20 Fourth, insofar as the Judge’s direction was purportedly issued pursuant to the “liberty to apply” proviso in the Consent Judgment, it was, in our judgment, erroneously issued. It is “settled law that the “liberty to apply” order is only intended to supplement the main orders of the court in form and convenience so that the main orders may be carried out and may not be used to vary the order of the court” (APE v APF [2015] 5 SLR 783 at [12] [emphasis omitted]). The Judge’s decision to waive compliance with the timeline stipulated in Para 3 of the Consent Judgment could not be considered a mere “supplement” to the main orders “in form and convenience”; it was, as we explained, a variation of the Respondent’s deadline for complying with his obligation under Para 3.
21 Finally, for completeness, we found that there were neither grounds that would justify the setting aside of a contract, nor was there fraud (see [18] above). The Judge therefore had no power to vary the Consent Judgment.
Conclusion
22 While we found that the Judge had erred in allowing the Respondent to ignore the deadline for compliance in Para 3, by the time the appeal came before us, costs between the parties had already been determined and at least after our disposal of CA 16/2016, a set-off was possible.
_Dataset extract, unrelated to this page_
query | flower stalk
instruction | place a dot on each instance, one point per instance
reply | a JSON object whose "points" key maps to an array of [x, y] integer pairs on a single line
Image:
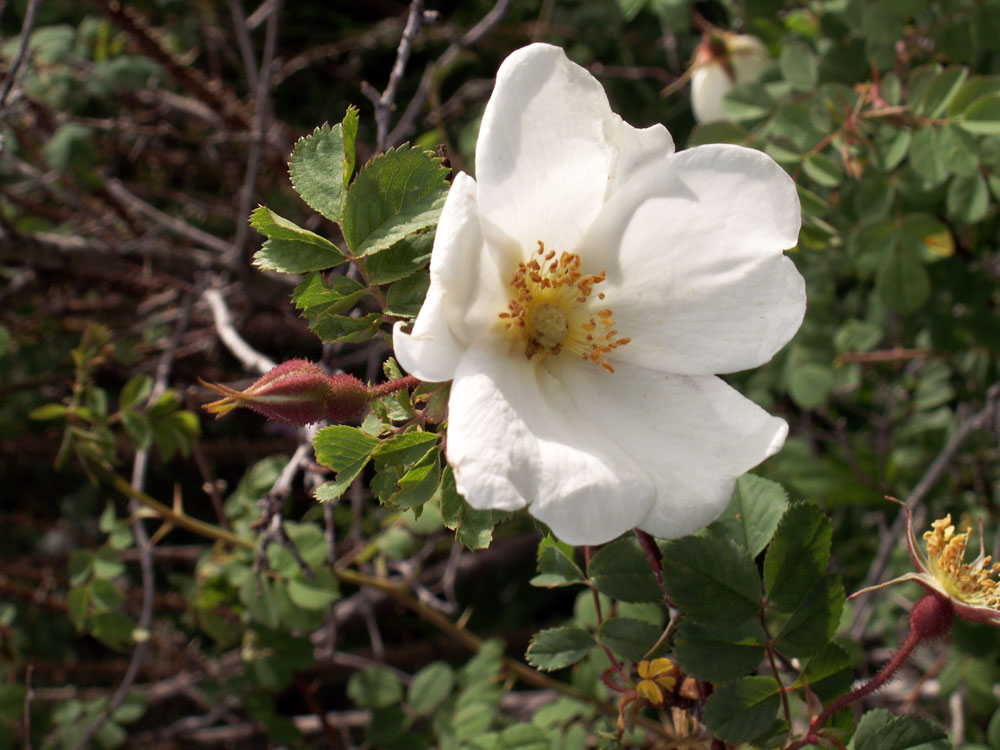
{"points": [[299, 392]]}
We agreed that allowing the Respondent to set-off the costs the Appellant owed to him was a sensible way to proceed. In this regard, the Respondent’s counsel clarified that while the costs award was technically made in favour of the Respondent and the third and fourth defendants, it could, in substance, be treated as an award made in favour of the Respondent alone because he had borne all the costs of the litigation incurred by himself and the third and fourth defendants. We therefore ordered that the Respondent was to pay the Appellant the remaining sum due to her after setting off the costs the Appellant was to pay the Respondent and the third and fourth defendants. Additionally, we ordered the Respondent to pay the Appellant interest at 5.33% per annum on the sum of $219,816.43 from 3 January 2015 to the date he either set-off or paid the Appellant the sums due to her.
23 For the avoidance of doubt, we did not think that the Respondent was entitled to set-off the costs the Appellant was ordered to pay the plaintiff against the remaining sum that the Respondent was required to pay the Appellant under Para 3, save to the extent he can demonstrate that the Appellant has agreed to this. Absent such agreement, that would be a matter between the Appellant and the plaintiff.
24 In the circumstances, we also awarded the Appellant her reasonable disbursements in connection with these matters and made the usual consequential order for the payment out of the security for the costs of the appeal.
Sundaresh Menon Chao Hick Tin Chan Sek Keong
Chief Justice Judge of Appeal Senior Judge
The appellant in person;
Ernest Balasubramaniam and Bernadette Chen (Unilegal LLC) for the respondent.